Warto zwrócić uwagę na to, że ceny pizzy (niezależnie czy wybieramy pizzę typowo włoską czy nie) są w podobnych cenach jak w większości pizzerii.
Te wspaniałe smaki to zasługa przede wszystkim szefowej kuchni Julii Cybulskiej. Kuchnia w Rucoli jest jej królestwem od 8 lat.
W doborze smaków, poszukiwaniu inspiracji pomaga jej również sam szef pan Tomasz, a pozostałą część zgranej, kuchennej załogi stanowią panowie Arek i Grzegorz.
Skoro już o obsłudze mowa, warto zauważyć ze wszyscy są tam bardzo pozytywni.
Uśmiechnięci, energiczni, aż miło popatrzeć!
A jak tam trafić, po zapachu?
Restauracja znajduje się na ulicy Abrahama 15 A w Gdańsku Oliwie. Miejsce na uboczu, z dala od głównych ulic czy centrów handlowych. Skąd więc taki sukces i liczni goście? Rucola to dla mnie idealny przykład na to, że wystarczy wyśmienita kuchnia oraz miła atmosfera aby restauracja obroniła się na rynku.
Reklama jest niepotrzebna, wystarczy poczta pantoflowa. Swoją wyśmienitą kuchnią Rucola broni się już 9 lat! Po licznych komentarzach na forach internetowych, widać że ma swoich stałych klientów, a w ich szeregach znajduje się mnóstwo sław. W restauracji znajduje się też Księga Pamiątkowa. Warto do niej zajrzeć, bo zawiera historię tego miejsca – od wycinków z gazet z informacją o otwarciu, po najnowsze wydarzenia.
Do knajpy przyciąga również wnętrze. Podobnie jak dania w karcie, tak i elementy wystroju pochodzą z różnych zakątków świata. Jest bardzo przytulnie, zarówno w środku jak i w „ogródku” mnóstwo jest orientalnych dodatków. W „ogródku” piszę w cudzysłowie nie przez przypadek.
To nie jest typowy, restauracyjny ogródek gdzie stoły na zewnątrz po prostu otoczone są płotkiem. Tutaj całość zaaranżowana jest tak, aby przechodnie nie zaglądali gościom w talerze. Są tam wygodne fotele, kanapy, zasłonki oddzielające poszczególne partie i mnóstwo dodatków tworzących niepowtarzalny klimat.

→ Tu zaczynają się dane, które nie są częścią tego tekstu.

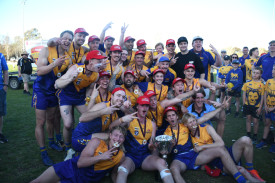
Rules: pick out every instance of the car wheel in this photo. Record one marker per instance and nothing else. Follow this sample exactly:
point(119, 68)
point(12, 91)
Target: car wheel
point(14, 83)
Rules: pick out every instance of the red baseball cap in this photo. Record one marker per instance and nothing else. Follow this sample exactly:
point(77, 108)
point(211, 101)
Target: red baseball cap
point(170, 41)
point(93, 37)
point(170, 108)
point(81, 30)
point(95, 54)
point(104, 73)
point(176, 80)
point(141, 42)
point(129, 72)
point(116, 48)
point(117, 89)
point(140, 52)
point(187, 66)
point(158, 70)
point(129, 38)
point(149, 93)
point(109, 37)
point(143, 100)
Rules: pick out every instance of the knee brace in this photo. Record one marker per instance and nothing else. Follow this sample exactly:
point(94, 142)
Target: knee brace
point(122, 169)
point(164, 173)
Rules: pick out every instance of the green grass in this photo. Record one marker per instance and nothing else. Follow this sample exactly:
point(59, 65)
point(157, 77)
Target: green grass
point(20, 158)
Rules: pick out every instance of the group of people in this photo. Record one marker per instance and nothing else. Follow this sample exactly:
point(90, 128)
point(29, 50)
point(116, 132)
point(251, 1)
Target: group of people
point(126, 98)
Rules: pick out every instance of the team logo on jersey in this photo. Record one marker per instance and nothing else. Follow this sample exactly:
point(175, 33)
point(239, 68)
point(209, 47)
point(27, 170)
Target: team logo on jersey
point(136, 131)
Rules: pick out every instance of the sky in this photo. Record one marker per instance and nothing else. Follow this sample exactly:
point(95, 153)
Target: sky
point(221, 23)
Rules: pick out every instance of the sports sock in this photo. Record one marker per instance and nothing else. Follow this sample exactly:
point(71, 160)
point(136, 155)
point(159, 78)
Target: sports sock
point(67, 146)
point(239, 178)
point(51, 141)
point(58, 137)
point(249, 166)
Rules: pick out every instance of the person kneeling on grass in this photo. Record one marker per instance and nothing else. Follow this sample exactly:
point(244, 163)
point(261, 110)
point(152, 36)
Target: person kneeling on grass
point(253, 92)
point(139, 137)
point(96, 160)
point(204, 138)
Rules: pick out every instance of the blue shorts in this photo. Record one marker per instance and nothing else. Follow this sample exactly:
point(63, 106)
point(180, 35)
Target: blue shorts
point(3, 102)
point(80, 143)
point(218, 162)
point(188, 158)
point(137, 158)
point(42, 101)
point(270, 115)
point(65, 99)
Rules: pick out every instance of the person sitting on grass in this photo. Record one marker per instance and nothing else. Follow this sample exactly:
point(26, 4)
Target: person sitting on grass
point(253, 92)
point(184, 157)
point(204, 137)
point(235, 78)
point(96, 160)
point(269, 107)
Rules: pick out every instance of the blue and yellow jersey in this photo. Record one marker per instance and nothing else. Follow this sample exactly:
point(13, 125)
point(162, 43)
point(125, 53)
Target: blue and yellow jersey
point(254, 91)
point(161, 94)
point(45, 83)
point(195, 81)
point(99, 98)
point(110, 69)
point(97, 125)
point(204, 137)
point(106, 164)
point(169, 76)
point(248, 66)
point(76, 54)
point(236, 78)
point(132, 95)
point(182, 138)
point(135, 142)
point(270, 92)
point(131, 58)
point(207, 60)
point(223, 71)
point(156, 116)
point(136, 71)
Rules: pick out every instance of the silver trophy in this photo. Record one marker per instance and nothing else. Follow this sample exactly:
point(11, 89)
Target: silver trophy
point(164, 144)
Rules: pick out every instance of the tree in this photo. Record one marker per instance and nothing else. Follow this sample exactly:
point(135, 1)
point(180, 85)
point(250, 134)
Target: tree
point(32, 34)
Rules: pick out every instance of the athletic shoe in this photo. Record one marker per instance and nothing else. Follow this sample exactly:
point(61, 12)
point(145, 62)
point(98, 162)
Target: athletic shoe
point(261, 145)
point(255, 174)
point(46, 159)
point(54, 146)
point(272, 148)
point(3, 139)
point(70, 154)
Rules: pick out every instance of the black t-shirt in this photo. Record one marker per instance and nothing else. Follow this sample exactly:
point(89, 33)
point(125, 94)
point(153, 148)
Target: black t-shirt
point(190, 57)
point(26, 65)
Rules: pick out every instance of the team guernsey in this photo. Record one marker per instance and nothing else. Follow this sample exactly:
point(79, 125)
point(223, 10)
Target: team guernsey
point(254, 91)
point(183, 150)
point(82, 134)
point(75, 92)
point(207, 60)
point(137, 140)
point(43, 87)
point(161, 94)
point(76, 54)
point(68, 171)
point(169, 76)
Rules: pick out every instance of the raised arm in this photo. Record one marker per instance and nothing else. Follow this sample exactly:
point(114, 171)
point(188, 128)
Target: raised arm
point(102, 35)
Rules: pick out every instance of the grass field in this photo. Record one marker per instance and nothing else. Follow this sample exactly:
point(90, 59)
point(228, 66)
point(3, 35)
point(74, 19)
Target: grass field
point(20, 158)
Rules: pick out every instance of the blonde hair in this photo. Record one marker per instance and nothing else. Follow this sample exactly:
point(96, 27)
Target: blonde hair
point(186, 116)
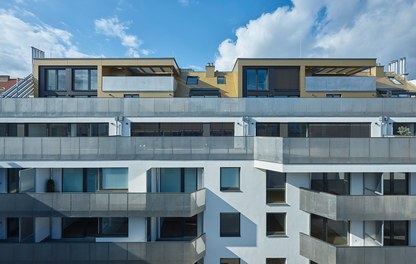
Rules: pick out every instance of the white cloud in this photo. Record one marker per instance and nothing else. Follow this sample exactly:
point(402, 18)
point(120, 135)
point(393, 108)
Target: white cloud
point(381, 29)
point(17, 36)
point(112, 27)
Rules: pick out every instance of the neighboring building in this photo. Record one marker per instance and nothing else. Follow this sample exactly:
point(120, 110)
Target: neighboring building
point(6, 83)
point(209, 180)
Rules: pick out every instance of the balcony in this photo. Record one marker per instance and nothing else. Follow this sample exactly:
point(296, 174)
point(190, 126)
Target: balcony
point(340, 84)
point(175, 252)
point(206, 107)
point(398, 150)
point(139, 84)
point(358, 207)
point(324, 253)
point(125, 148)
point(102, 204)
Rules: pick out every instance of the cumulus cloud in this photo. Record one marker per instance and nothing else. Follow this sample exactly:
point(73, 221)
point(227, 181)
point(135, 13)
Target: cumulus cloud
point(112, 27)
point(379, 29)
point(17, 36)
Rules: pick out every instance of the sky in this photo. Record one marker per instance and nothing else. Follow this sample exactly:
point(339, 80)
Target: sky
point(197, 32)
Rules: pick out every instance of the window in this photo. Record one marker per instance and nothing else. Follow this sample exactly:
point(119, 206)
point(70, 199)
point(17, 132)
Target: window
point(178, 180)
point(276, 224)
point(192, 80)
point(267, 129)
point(56, 80)
point(257, 80)
point(114, 179)
point(335, 183)
point(229, 261)
point(275, 260)
point(395, 233)
point(220, 79)
point(229, 224)
point(113, 226)
point(178, 227)
point(333, 232)
point(230, 179)
point(275, 187)
point(395, 183)
point(84, 79)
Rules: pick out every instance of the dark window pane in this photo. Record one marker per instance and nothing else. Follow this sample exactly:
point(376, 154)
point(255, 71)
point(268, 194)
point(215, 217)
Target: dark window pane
point(251, 80)
point(276, 224)
point(230, 179)
point(262, 80)
point(275, 187)
point(229, 224)
point(230, 261)
point(114, 226)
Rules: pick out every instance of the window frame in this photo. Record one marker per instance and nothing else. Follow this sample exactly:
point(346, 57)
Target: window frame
point(189, 78)
point(226, 188)
point(224, 233)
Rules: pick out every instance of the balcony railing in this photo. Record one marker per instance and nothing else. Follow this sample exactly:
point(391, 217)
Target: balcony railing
point(102, 204)
point(358, 207)
point(160, 252)
point(393, 150)
point(207, 107)
point(126, 148)
point(324, 253)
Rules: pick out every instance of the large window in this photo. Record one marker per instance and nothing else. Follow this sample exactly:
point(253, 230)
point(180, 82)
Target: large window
point(275, 187)
point(276, 224)
point(84, 79)
point(395, 183)
point(395, 233)
point(178, 180)
point(333, 232)
point(257, 79)
point(56, 79)
point(178, 227)
point(229, 224)
point(229, 261)
point(230, 179)
point(336, 183)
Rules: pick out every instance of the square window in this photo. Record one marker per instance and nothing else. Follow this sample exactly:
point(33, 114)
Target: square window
point(230, 179)
point(220, 79)
point(230, 261)
point(276, 225)
point(275, 187)
point(275, 260)
point(192, 80)
point(229, 224)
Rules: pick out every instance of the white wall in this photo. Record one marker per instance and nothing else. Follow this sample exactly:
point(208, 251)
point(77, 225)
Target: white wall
point(42, 228)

Mój ulubiony dodatek to świecznik znajdujący się na barze. Zarówno on, jak i wosk którym jest oblany pamięta początki Rucoli, aż do dnia dzisiejszego. Piękna pamiątka, która zmienia się i „starzeje” wraz z restauracją.
Jestem pewna, że wielu z Państwa odwiedziło już Rucolę. Jak wrażenia, czy macie Państwo swoje ulubione smaki?
Ja z pewnością chętnie wrócę tam jeszcze nie raz i Państwa również zapraszam na randkę, spotkanie z przyjaciółmi, rodzinne imprezy… to jest miejsce dla wszystkich!